John Irwin and Peter Olson, faculty members of the
Krieger School of Arts and Sciences, are among the 196
fellows elected to the 225th class of the American Academy
of Arts and Sciences. The academy made its announcement
April 26.
Irwin is a professor of poetry in the Writing Seminars, and Olson is a
professor in the Department of Earth and Planetary
Sciences.
"Being inducted into the American Academy of Arts and
Sciences is the highest recognition a scholar can receive
in this country," said Daniel Weiss, James B. Knapp Dean of
the Krieger School and a professor in its History of Art
Department. "This recognition honors their individual
achievements, but by extension it is a testament to the
strength of our school."
Irwin is the Decker Professor in the Humanities and
chair of the Writing program in the Krieger School's
Advanced Academic Programs.

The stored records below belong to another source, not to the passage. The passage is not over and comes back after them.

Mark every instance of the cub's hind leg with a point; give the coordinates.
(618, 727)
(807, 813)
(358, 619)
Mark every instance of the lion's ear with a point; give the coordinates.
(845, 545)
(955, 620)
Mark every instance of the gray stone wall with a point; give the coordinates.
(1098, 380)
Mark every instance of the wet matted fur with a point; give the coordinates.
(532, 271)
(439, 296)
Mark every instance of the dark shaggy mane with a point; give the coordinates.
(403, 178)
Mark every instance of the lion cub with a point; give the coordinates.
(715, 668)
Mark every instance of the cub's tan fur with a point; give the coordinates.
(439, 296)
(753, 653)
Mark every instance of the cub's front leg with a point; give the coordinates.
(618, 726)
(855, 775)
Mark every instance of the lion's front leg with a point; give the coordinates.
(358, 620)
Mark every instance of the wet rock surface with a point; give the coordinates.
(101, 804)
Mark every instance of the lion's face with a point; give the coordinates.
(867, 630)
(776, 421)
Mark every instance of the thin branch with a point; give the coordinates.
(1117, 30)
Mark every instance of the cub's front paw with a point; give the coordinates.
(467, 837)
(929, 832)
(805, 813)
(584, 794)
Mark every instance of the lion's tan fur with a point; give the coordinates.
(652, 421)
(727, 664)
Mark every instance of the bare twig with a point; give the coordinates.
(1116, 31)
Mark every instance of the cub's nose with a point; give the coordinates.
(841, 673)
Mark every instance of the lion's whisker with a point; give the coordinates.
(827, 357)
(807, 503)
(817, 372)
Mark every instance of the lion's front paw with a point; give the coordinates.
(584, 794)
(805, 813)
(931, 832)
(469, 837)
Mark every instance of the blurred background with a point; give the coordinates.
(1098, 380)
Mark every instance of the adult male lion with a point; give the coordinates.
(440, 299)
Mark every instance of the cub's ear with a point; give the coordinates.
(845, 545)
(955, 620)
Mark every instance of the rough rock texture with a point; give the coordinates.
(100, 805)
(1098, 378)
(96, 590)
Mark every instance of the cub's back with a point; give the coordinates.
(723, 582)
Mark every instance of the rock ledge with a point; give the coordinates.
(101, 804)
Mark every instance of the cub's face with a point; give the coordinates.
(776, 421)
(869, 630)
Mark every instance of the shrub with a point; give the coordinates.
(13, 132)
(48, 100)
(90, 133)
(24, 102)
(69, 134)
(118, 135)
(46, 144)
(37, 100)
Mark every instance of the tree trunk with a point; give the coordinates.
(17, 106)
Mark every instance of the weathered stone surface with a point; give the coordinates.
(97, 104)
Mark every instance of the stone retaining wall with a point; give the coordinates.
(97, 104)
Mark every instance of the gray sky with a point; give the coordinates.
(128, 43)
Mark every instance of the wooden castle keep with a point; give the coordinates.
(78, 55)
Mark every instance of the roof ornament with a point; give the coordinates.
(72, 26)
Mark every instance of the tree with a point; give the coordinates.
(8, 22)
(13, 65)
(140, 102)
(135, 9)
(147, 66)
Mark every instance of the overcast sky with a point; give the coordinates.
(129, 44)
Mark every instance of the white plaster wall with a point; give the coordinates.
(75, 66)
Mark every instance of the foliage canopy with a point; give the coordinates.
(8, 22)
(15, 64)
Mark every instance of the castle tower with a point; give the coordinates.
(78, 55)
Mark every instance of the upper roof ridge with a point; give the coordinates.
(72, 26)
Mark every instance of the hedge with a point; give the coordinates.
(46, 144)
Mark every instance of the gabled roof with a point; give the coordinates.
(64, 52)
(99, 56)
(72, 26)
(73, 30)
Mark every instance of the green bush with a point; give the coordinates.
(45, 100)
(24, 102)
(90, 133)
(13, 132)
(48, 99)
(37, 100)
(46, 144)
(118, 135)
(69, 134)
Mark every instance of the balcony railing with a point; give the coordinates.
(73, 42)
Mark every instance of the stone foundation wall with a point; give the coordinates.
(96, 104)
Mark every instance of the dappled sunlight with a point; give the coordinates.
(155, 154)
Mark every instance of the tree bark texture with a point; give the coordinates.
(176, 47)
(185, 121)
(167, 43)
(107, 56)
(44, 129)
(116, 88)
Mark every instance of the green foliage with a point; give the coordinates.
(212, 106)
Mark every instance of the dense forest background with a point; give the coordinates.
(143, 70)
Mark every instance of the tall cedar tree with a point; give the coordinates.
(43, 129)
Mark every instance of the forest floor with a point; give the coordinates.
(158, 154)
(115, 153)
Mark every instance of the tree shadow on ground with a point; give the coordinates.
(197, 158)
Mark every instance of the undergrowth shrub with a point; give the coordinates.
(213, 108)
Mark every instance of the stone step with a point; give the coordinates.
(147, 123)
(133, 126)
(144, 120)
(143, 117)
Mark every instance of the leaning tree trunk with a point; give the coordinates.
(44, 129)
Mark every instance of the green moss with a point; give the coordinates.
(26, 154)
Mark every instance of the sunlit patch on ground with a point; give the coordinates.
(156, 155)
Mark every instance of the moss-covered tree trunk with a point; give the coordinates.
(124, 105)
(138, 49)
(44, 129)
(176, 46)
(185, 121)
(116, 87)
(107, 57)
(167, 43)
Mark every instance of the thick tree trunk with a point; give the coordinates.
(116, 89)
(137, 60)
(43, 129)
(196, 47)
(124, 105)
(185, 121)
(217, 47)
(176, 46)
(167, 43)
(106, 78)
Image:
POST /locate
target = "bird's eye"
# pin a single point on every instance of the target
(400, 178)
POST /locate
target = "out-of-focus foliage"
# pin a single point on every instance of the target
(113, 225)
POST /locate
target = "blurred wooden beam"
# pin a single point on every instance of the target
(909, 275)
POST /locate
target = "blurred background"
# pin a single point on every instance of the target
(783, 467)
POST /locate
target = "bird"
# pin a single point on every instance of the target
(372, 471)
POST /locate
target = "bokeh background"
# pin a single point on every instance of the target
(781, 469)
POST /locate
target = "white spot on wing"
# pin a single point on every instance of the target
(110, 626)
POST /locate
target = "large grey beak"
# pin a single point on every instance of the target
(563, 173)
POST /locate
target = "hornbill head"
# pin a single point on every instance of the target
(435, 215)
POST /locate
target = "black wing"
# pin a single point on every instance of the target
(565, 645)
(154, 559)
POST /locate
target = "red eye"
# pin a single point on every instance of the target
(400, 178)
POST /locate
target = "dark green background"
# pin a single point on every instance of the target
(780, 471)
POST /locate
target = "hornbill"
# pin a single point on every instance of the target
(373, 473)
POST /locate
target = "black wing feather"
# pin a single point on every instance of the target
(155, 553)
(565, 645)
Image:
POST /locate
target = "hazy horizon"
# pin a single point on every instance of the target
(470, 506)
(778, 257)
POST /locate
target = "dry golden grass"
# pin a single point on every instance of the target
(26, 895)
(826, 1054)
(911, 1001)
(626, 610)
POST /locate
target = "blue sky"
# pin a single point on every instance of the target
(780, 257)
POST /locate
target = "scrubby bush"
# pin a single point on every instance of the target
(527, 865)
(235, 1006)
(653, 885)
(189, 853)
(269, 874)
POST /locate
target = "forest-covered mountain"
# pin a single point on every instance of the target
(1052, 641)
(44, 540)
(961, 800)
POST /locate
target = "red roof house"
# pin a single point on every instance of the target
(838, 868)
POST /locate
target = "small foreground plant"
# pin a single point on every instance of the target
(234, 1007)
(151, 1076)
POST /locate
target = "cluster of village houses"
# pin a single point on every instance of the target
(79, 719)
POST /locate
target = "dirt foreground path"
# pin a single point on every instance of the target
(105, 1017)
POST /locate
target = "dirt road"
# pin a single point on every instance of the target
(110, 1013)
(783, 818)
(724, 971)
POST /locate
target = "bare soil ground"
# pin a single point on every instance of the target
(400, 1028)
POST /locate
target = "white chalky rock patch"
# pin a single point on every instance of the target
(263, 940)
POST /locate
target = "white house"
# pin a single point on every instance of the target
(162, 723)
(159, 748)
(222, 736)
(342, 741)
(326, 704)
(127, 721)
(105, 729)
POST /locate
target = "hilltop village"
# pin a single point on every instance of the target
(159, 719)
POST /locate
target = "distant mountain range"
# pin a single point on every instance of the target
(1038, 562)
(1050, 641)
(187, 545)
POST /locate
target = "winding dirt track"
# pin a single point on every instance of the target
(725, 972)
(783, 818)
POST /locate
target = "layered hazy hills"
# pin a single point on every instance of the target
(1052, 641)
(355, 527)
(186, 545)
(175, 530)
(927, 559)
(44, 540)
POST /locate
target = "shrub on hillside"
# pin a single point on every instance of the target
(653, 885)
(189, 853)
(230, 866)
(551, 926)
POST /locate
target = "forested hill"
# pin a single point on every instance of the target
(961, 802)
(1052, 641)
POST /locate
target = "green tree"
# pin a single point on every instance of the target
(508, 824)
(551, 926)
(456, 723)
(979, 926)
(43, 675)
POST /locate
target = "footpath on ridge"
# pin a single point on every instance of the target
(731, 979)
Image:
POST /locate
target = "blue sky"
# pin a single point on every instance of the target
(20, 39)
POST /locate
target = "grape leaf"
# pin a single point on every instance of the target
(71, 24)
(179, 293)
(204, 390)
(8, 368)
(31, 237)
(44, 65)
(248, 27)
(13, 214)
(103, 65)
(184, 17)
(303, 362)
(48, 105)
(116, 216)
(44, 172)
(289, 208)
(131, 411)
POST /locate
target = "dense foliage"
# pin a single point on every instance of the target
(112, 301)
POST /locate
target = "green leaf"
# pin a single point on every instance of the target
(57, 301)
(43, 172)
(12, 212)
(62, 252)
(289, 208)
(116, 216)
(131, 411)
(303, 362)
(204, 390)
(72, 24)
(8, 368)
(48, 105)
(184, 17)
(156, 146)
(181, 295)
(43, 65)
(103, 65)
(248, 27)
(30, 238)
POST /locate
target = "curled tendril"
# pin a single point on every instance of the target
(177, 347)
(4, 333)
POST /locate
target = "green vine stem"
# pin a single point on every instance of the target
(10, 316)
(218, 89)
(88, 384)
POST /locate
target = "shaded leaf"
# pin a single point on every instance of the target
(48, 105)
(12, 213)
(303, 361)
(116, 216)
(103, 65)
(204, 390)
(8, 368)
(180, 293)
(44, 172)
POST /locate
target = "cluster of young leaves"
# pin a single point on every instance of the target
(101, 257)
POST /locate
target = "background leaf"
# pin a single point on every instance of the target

He is the author of Doubling
and Incest/Repetition and Revenge, The Heisenberg
Variations, American Hieroglyphics and The Mystery to a
Solution: Poe, Borges, and the Analytic Detective Story.
He was formerly editor of The Georgia Review and is
presently general editor of the Johns Hopkins University
Press Fiction and Poetry Series. A recipient of a
Guggenheim Fellowship in 1991, he won the Christian Gauss
Prize in 1994 and the Scaglione Prize in 1994 for The
Mystery to a Solution.
The focus of Olson's research is on understanding
the dynamics of Earth's interior, including
both the mantle and the core. He is especially interested
in how these two major parts interact to produce plate
tectonics, deep mantle plumes and the geomagnetic field. He
combines theory, numerical models and laboratory fluid
dynamics models to interpret global geophysical data
pertaining to the deep interior.
Olson is currently collaborating with graduate
students and postdoctoral fellows to study the dynamics of
Earth's core, particularly the magnetohydrodynamic
processes by which the geomagnetic field is generated in
the fluid outer core and modified by the solid inner core
and the lower mantle.
Fellows and foreign honorary members are nominated and
elected to the academy by current members. A broad-based
membership of scholars and practitioners from mathematics,
physics, biological sciences, social sciences, humanities
and the arts, public affairs and business allows the
academy to conduct a wide range of interdisciplinary
studies and public policy research.
Irwin and Olson will be inducted on Oct. 8 in
Cambridge, Mass., alongside other fellows including
actor/director Sidney Poitier, choreographers Mark Morris
and Judith Jamison, journalist Tom Brokaw, Google
co-founders Sergey Brin and Larry Page, architect/sculptor
Maya Lin, dramatist Horton Foote, playwright Tony Kushner,
novelist Alison Lurie and cartoonist Art Spiegelman.